Note also that at this point you're still in a root shell; you need to stay there for just a few more commands. To set appropriate ownership and permissions for your blacklists, use these commands:

bash-# chown -R proxy:proxy /var/lib/squidguard/db/
bash-# find /var/lib/squidguard/db -type f | xargs chmod 644
bash-# find /var/lib/squidguard/db -type d | xargs chmod 755
bash-# exit

And with that, your blacklists are ready for squidGuard to start blocking. After, that is, you configure squidGuard to do so.

Configuring squidGuard

On Ubuntu and OpenSUSE systems (and probably others), squidGuard's configuration file squidGuard.conf is kept in /etc/squid/, and squidGuard automatically looks there when it starts. As root, use the text editor of your choice to open /etc/squid/squidGuard.conf. If using a command-line editor like vi on Ubuntu systems, don't forget to use sudo, as with practically everything else under /etc/, you need to have superuser privileges to change squidGuard.conf.

squidGuard.conf's basic structure is:

  1. Options (mostly paths)

  2. Time Rules

  3. Rewrite Rules

  4. Source Addresses

  5. Destination Classes

  6. Access Control Lists

In this article, my goal is quite modest: to help you get started with a simple blacklist that applies to all users, regardless of time of day, and without any fancier URL-rewriting than redirecting all blocked transactions to the same page. Accordingly, let's focus on examples of Options, Destination Classes and ACLs. Before you change squidGuard.conf, it's a good idea to make a backup copy, like this:

bash-$ sudo cp /etc/squid/squidGuard.conf
/etc/squid/squidGuard.conf.def

Now you can edit squidGuard.conf. First, at the top, leave what are probably the default values of dbhome and logdir, which specify the paths of squidGuard's databases of blacklists (or whitelists—you also can write ACLs that explicitly allow access to certain sites and domains) and its log files, respectively. These are the defaults in Ubuntu:

dbhome /var/lib/squidguard/db
logdir /var/log/squid

These paths are easy enough to understand, especially considering that you just extracted Shalla's Blacklists to /var/lib/squidguard/db. Whatever you do, do not leave a completely blank line at the very top of the file; doing so prevents squidGuard from starting properly.

Next, you need to create a Destination Class. This being a security column, let's focus on blocking access to sites in the spyware and remotecontrol categories. You certainly don't want your users' systems to become infected with spyware, and you probably don't want users to grant outsiders remote control of their systems either.

Destination Classes that describe these two categories from Shalla's Blacklists look like this:

dest remotecontrol {
        domainlist      remotecontrol/domains
        urllist         remotecontrol/urls
}

dest spyware {
        domainlist      spyware/domains
        urllist         spyware/urls
}

As you can see, the paths in each domainlist and urllist statement are relative to the top-level database path you specified with the dbhome option.
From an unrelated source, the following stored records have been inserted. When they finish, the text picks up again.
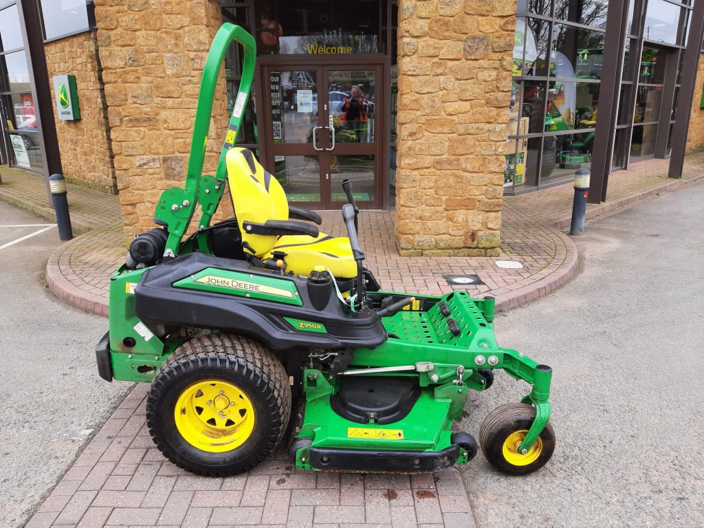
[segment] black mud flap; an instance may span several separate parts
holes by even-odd
[[[318,470],[418,473],[449,467],[459,455],[459,446],[430,453],[313,447],[309,463]]]
[[[110,362],[110,332],[106,332],[103,339],[96,345],[95,360],[98,364],[98,374],[106,382],[113,381],[113,365]]]

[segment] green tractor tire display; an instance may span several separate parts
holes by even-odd
[[[203,175],[233,41],[244,51],[241,82],[215,174]],[[184,186],[163,192],[158,227],[134,238],[112,275],[100,375],[151,383],[154,443],[199,474],[240,473],[277,449],[310,470],[432,472],[471,460],[479,446],[505,473],[541,467],[555,447],[552,370],[498,346],[494,298],[382,291],[363,265],[348,180],[348,237],[325,235],[318,215],[287,205],[276,178],[234,146],[255,58],[246,31],[225,24],[218,32]],[[226,184],[236,218],[211,225]],[[497,370],[529,389],[486,417],[478,446],[453,425],[469,391],[486,390]]]

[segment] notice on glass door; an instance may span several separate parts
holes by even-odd
[[[298,112],[313,113],[313,90],[298,90],[296,92]]]

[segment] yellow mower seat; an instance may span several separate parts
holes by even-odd
[[[246,253],[265,260],[274,251],[286,253],[286,271],[308,275],[316,265],[329,268],[341,279],[357,275],[357,265],[349,239],[320,233],[307,235],[269,235],[246,232],[245,222],[263,224],[267,220],[289,220],[286,193],[278,180],[264,170],[246,149],[230,149],[225,156],[227,182],[232,207]]]

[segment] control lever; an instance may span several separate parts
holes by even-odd
[[[342,206],[342,219],[347,227],[347,236],[352,247],[352,256],[357,263],[357,302],[363,309],[367,306],[364,298],[364,268],[362,267],[364,251],[359,244],[359,237],[357,235],[357,215],[351,203],[346,203]]]
[[[415,301],[415,297],[408,297],[407,298],[401,299],[401,301],[397,301],[394,303],[394,304],[389,304],[385,308],[379,310],[377,312],[377,315],[379,318],[386,317],[386,315],[393,315],[396,312],[403,310],[414,301]]]
[[[356,231],[359,231],[359,226],[357,225],[357,215],[359,214],[359,208],[354,201],[354,196],[352,194],[352,182],[349,178],[342,180],[342,190],[345,191],[347,196],[347,203],[352,206],[354,209],[354,228]]]

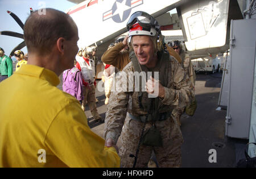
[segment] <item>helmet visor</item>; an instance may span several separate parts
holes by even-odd
[[[130,30],[135,22],[138,22],[144,28],[150,28],[151,27],[159,28],[157,21],[150,15],[143,11],[137,11],[131,15],[126,24],[128,30]]]

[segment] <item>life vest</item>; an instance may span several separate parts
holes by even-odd
[[[88,65],[82,57],[76,57],[76,61],[81,67],[81,72],[84,80],[89,84],[92,84],[95,80],[95,70],[93,60],[89,59]]]

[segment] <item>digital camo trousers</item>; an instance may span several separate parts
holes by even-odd
[[[165,120],[158,121],[155,125],[160,131],[163,147],[141,145],[135,167],[147,167],[153,150],[160,167],[180,166],[181,145],[183,139],[177,123],[170,118]],[[134,158],[130,157],[130,155],[135,155],[143,126],[143,123],[131,119],[127,115],[120,136],[122,146],[119,155],[122,167],[133,167]],[[151,123],[147,123],[146,131],[151,126]]]

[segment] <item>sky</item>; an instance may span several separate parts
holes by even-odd
[[[76,4],[67,0],[0,0],[0,31],[23,34],[20,27],[7,13],[7,10],[16,14],[24,23],[30,14],[30,7],[34,10],[46,7],[65,11],[75,5]],[[9,56],[13,49],[23,41],[23,39],[20,38],[0,35],[0,47],[5,50],[5,55]],[[21,50],[25,53],[27,52],[26,47]]]

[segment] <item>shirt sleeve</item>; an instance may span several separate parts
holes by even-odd
[[[181,64],[173,61],[172,76],[173,85],[164,88],[164,98],[161,99],[164,105],[172,105],[174,107],[184,108],[189,105],[192,99],[191,91],[195,90],[194,85],[184,72]]]
[[[48,130],[45,144],[69,167],[119,167],[120,159],[114,147],[93,132],[79,103],[62,109]]]
[[[82,69],[81,69],[81,66],[79,64],[79,63],[78,62],[76,63],[76,68],[77,68],[80,72],[82,70]],[[84,86],[86,86],[88,85],[88,83],[85,82],[84,79],[82,77],[82,84],[84,84]]]
[[[130,94],[127,92],[129,90],[125,91],[122,89],[122,84],[126,84],[130,78],[124,72],[118,73],[113,78],[115,81],[113,84],[115,90],[111,91],[109,97],[106,113],[104,138],[106,140],[111,138],[116,143],[122,132],[129,101]]]
[[[8,69],[8,77],[10,77],[13,74],[13,60],[9,57],[6,59]]]
[[[82,75],[80,72],[76,73],[76,81],[77,81],[77,100],[82,100]]]

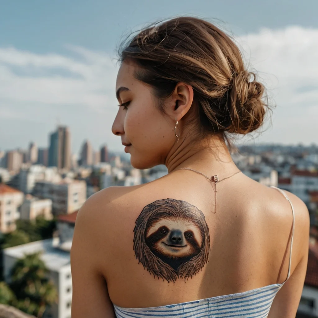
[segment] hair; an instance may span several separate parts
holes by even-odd
[[[120,61],[140,67],[135,77],[160,100],[179,82],[191,86],[203,133],[245,135],[261,125],[268,108],[265,87],[245,69],[233,40],[211,23],[176,18],[142,30],[120,47]],[[165,112],[163,103],[159,107]]]

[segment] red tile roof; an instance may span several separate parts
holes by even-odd
[[[58,221],[59,222],[66,222],[67,223],[75,224],[75,220],[77,216],[78,211],[69,214],[61,214],[58,216]]]
[[[293,170],[292,171],[293,176],[301,176],[305,177],[318,177],[318,171],[309,171],[308,170]]]
[[[279,184],[290,184],[291,180],[290,178],[279,178]]]
[[[310,249],[308,255],[308,263],[305,283],[307,285],[318,287],[318,258]]]
[[[15,189],[14,188],[9,187],[4,183],[0,183],[0,194],[4,193],[22,193],[18,190]]]
[[[314,228],[311,229],[308,262],[305,283],[317,287],[318,287],[318,241],[314,235],[316,234],[315,230],[316,229]]]

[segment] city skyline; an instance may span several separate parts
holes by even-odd
[[[246,64],[265,84],[271,104],[277,105],[271,126],[267,121],[265,132],[247,136],[245,142],[253,137],[257,143],[315,141],[317,2],[185,0],[181,7],[166,1],[158,7],[141,0],[89,5],[80,1],[76,8],[58,1],[48,7],[18,2],[14,8],[3,5],[0,12],[5,30],[0,34],[1,150],[25,147],[30,141],[45,147],[48,128],[53,130],[59,122],[72,132],[73,153],[87,137],[94,149],[106,143],[123,151],[111,131],[117,109],[117,45],[145,24],[186,14],[210,19],[232,34]],[[52,25],[56,21],[60,22]]]

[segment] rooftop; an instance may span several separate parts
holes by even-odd
[[[4,194],[5,193],[22,193],[18,190],[15,189],[14,188],[9,187],[4,183],[0,183],[0,194]]]
[[[58,221],[60,222],[75,224],[78,210],[69,214],[61,214],[58,216]]]
[[[313,235],[313,234],[315,234],[313,233],[313,230],[311,231],[308,262],[305,283],[317,287],[318,287],[318,241]]]
[[[306,177],[318,177],[318,171],[309,170],[294,170],[292,171],[293,176],[300,176]]]
[[[291,180],[290,178],[279,178],[279,184],[290,184]]]
[[[25,254],[41,252],[41,259],[47,268],[51,271],[59,272],[62,267],[70,265],[70,253],[55,247],[54,239],[49,238],[9,247],[4,250],[4,253],[5,255],[21,259]]]

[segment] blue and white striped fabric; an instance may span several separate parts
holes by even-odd
[[[145,308],[123,308],[114,305],[114,308],[118,318],[265,318],[283,284],[175,305]]]
[[[289,277],[294,228],[295,217],[292,203],[284,192],[276,188],[288,200],[293,212],[288,274],[285,281],[243,293],[158,307],[124,308],[114,305],[116,316],[118,318],[266,318],[275,296]]]

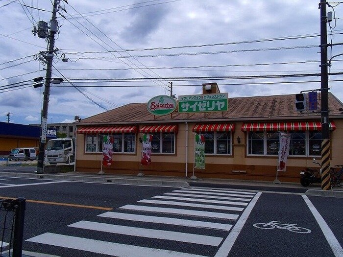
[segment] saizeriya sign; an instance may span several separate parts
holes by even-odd
[[[179,96],[179,113],[226,112],[228,94],[207,93]]]
[[[147,110],[155,115],[167,115],[176,108],[176,101],[171,96],[157,95],[147,102]]]

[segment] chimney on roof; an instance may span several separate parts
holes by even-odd
[[[203,83],[202,84],[202,94],[205,93],[219,93],[220,91],[219,90],[218,85],[216,82],[212,83]]]

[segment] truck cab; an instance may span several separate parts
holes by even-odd
[[[47,162],[50,164],[70,164],[75,160],[75,138],[51,139],[48,141]]]
[[[15,148],[8,155],[9,161],[33,161],[36,158],[36,149],[33,147]]]

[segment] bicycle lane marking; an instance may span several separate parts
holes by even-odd
[[[308,197],[306,195],[303,195],[302,197],[318,223],[320,229],[323,232],[324,235],[335,254],[335,256],[336,257],[343,257],[343,249],[326,222]]]
[[[258,192],[252,198],[251,201],[245,208],[245,210],[244,210],[239,219],[232,228],[232,230],[217,251],[215,257],[226,257],[228,256],[236,241],[236,239],[237,239],[238,235],[241,233],[242,229],[245,223],[245,221],[247,219],[248,217],[249,217],[251,210],[252,210],[254,206],[255,206],[262,193],[261,192]]]
[[[273,221],[273,229],[253,226]],[[273,192],[261,195],[228,256],[336,257],[302,197]]]

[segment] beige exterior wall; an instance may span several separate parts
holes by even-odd
[[[336,129],[331,132],[332,160],[331,166],[343,164],[343,120],[335,120]],[[178,123],[176,137],[175,154],[154,154],[152,164],[141,165],[141,144],[136,136],[135,154],[115,154],[113,166],[105,172],[114,173],[137,174],[144,171],[146,174],[170,175],[190,177],[193,174],[194,159],[194,135],[192,131],[196,122]],[[232,132],[232,155],[206,155],[206,169],[196,170],[198,177],[212,177],[273,181],[275,178],[277,157],[249,156],[246,155],[246,133],[241,131],[242,122],[235,122],[235,131]],[[188,140],[186,130],[188,126]],[[237,138],[241,142],[239,143]],[[186,157],[186,151],[187,153]],[[76,135],[76,171],[98,172],[101,161],[101,153],[85,153],[85,135]],[[186,159],[188,165],[186,165]],[[320,158],[318,160],[320,162]],[[298,182],[300,171],[306,166],[316,167],[311,157],[289,157],[286,172],[279,172],[281,181]]]

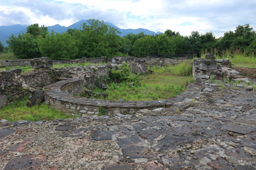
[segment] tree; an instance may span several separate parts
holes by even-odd
[[[206,52],[213,53],[217,42],[213,33],[206,33],[201,37],[202,39],[203,50],[206,51]]]
[[[256,55],[256,36],[252,42],[246,48],[245,53],[247,55]]]
[[[194,51],[198,57],[200,57],[202,50],[202,39],[198,31],[192,31],[188,37],[189,51]]]
[[[232,44],[233,47],[244,52],[254,40],[255,35],[255,31],[250,27],[249,24],[238,26],[235,30],[235,38]]]
[[[3,52],[4,50],[4,47],[2,42],[0,41],[0,53]]]
[[[137,40],[132,46],[132,55],[144,57],[156,54],[156,40],[154,35],[147,35]]]
[[[112,57],[119,51],[121,41],[117,29],[98,20],[89,20],[82,28],[78,47],[80,57]]]
[[[27,27],[27,33],[30,33],[35,38],[37,38],[40,35],[40,28],[38,23],[32,24]]]
[[[174,39],[166,34],[160,34],[156,36],[155,47],[157,55],[169,55],[175,54],[175,42]]]
[[[41,54],[52,60],[75,59],[78,53],[76,40],[68,33],[58,34],[53,30],[37,42]]]
[[[30,33],[19,35],[18,37],[12,34],[6,42],[18,57],[28,59],[41,57],[36,39]]]

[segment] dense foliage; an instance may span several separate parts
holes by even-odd
[[[69,29],[64,33],[48,33],[47,27],[33,24],[27,28],[26,33],[18,37],[12,35],[7,42],[14,55],[20,58],[161,57],[184,55],[187,52],[193,52],[197,57],[202,52],[219,56],[227,52],[256,55],[256,33],[249,24],[238,26],[235,31],[227,32],[220,38],[216,38],[212,33],[200,34],[193,31],[191,35],[183,36],[171,30],[156,35],[141,33],[120,37],[118,33],[117,29],[97,20],[89,20],[80,30]]]
[[[0,53],[4,52],[4,47],[2,42],[0,41]]]

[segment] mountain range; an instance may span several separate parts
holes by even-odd
[[[58,24],[55,25],[53,26],[48,26],[48,30],[50,33],[52,30],[54,32],[58,33],[63,33],[68,30],[68,29],[80,29],[81,25],[83,23],[87,23],[87,20],[81,20],[75,23],[72,24],[68,27],[61,26]],[[129,33],[138,34],[141,32],[143,32],[146,35],[156,35],[160,34],[161,33],[157,32],[155,33],[154,31],[144,29],[144,28],[138,28],[138,29],[121,29],[113,23],[104,22],[105,24],[113,27],[114,28],[117,29],[121,33],[120,36],[125,36]],[[18,36],[19,34],[22,34],[26,32],[26,28],[28,26],[23,26],[23,25],[13,25],[9,26],[0,26],[0,41],[2,42],[4,46],[7,46],[6,40],[9,38],[11,34],[14,34],[15,36]]]

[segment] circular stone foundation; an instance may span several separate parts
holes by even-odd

Note also the curly bracket {} placement: left brackets always immediately follow the destination name, on the same line, and right brackets always occupy their own line at the end of the class definition.

Finally, you need an ACL that references these destinations—specifically, one that blocks access to them. The ACL syntax in squidGuard is actually quite flexible, and it's easy to write both “allow all except...” and “block all except...” ACLs. Like most ACL languages, they're parsed left to right, top to bottom. Once a given transaction matches any element in an ACL, it's either blocked or passed as specified, and not matched against subsequent elements or ACLs.

You can have multiple ACL definitions in your squidGuard.conf file, but in this example scenario, it will suffice to edit the default ACL. A simple default ACL that passes all traffic unless destined for sites in the remotecontrol or spyware blacklists would look like this:

acl {
        default {
                pass !remotecontrol !spyware all
                redirect http://www.google.com
        }
}

In this example, default is the name of the ACL. Your default squidGuard.conf file probably already has an ACL definition named default, so be sure either to edit that one or delete it before entering the above definition; you can't have two different ACLs both named default.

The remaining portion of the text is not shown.